On December 16, 2021, Bruce Momjian <bruce@momjian.us> wrote:
On Thu, Dec 16, 2021 at 04:57:37PM +0000, PG Doc comments form wrote:
> The following documentation comment has been logged on the website:

> Page: https://www.postgresql.org/docs/14/indexes-expressional.html
> Description:

> Regarding the paragraph (_emphasis_ added):

> > Index expressions are relatively expensive to maintain, because the
> derived expression(s) must be computed for _each row upon insertion and
> whenever it is updated_.

> Does the "it" in the above refer to the entire row or just the columns used

So, here 'it' refers the "row" being updated. I am attaching a doc
patch which clarifies this.

> in the expression? Does updating any column of a row trigger an update to
> all indexes with expressions? 

Well, that depends. If _no_ columns involved in any indexes are
changed, and the row is placed in the same page as the previous row (a
HOT update), then the indexes do not need to be updated. If any indexed
column changes, including those involved in expression indexes, or the
updated row isn't placed in the same page as the previous row, all new
index entries will need to be created. We don't really have the concept
of updating some indexes and not others --- we either update them all,
or update none of them --- this is because Postgres uses an MVCC system
of versioning.

-- 
 Bruce Momjian <bruce@momjian.us> https://momjian.us
 EDB https://enterprisedb.com

 If only the physical world exists, free will is an illusion.

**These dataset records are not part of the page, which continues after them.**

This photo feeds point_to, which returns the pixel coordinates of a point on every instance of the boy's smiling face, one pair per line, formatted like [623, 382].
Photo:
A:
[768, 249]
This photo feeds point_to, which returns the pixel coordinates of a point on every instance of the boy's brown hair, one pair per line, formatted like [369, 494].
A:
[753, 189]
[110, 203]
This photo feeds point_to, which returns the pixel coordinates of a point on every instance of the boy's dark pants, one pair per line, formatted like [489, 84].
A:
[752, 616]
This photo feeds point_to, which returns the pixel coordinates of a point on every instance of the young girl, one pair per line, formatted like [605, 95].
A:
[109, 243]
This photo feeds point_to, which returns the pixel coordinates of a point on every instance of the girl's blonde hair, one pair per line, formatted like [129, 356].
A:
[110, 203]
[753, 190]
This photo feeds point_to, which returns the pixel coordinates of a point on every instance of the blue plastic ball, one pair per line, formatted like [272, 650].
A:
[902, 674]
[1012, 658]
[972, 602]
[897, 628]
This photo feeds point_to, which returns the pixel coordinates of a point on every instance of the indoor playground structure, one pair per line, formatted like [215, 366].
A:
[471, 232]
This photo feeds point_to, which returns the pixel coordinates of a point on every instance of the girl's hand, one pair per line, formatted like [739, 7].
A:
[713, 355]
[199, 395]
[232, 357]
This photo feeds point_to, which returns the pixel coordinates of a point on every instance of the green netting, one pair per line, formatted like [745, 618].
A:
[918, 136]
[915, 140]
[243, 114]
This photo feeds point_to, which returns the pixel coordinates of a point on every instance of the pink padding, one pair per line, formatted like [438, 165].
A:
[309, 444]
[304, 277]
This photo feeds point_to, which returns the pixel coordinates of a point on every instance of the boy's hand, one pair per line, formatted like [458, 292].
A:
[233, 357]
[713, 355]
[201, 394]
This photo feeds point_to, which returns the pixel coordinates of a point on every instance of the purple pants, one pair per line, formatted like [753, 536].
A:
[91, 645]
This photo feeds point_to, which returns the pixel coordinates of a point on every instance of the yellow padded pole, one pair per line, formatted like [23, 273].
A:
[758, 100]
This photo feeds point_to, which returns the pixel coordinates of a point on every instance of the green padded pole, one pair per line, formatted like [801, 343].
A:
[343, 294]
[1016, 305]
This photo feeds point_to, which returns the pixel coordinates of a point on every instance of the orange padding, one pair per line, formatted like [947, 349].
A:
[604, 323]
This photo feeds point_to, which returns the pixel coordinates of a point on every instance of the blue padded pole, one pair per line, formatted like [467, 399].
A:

Re: 11.7. Indexes on Expressions

From
Bruce Momjian
Date:
On Fri, Dec 17, 2021 at 09:41:32AM +0000, Chris Lowder wrote:
> Thank you for that (speedy) explanation and patch Bruce! That all makes perfect
> sense. 

There are actually two questions being addressed here:

1.  In what cases are new index entries added, and for which indexes?
2.  In what cases are index expressions evaluated?

For 1, I explained that for updates we either add new rows for all
indexes, or none of them.  We create new index rows for non-HOT updates,
which happens if the updated row does not change indexed columns (or
columns involved in index expressions), and if the new row fits on the
same 8k heap page.

What I recently learned, at least for PG 10-14, is that the index
expression is only called for non-HOT updates, not HOT ones.  Postgres
does not evaluate the index expression to determine if the indexed
expression has changed, but rather relies on column value comparisons.

I wrote the attached script which creates an expression index function
with a pg_sleep(1) call to determine if the function is called.  If you
run the attached SQL script in psql, you will see that times of ~1
second happens only when there is a change in the colummn referenced by
the index expression or when the new row is stored on a new heap page
(ctid page number changes).  The expression index function is not called
if the indexed column value does not change and remains on the same heap
page.

I am attaching an updated patch which mentions non-HOT updates for
expression indexes.

-- 
  Bruce Momjian  <bruce@momjian.us>        https://momjian.us
  EDB                                      https://enterprisedb.com

  If only the physical world exists, free will is an illusion.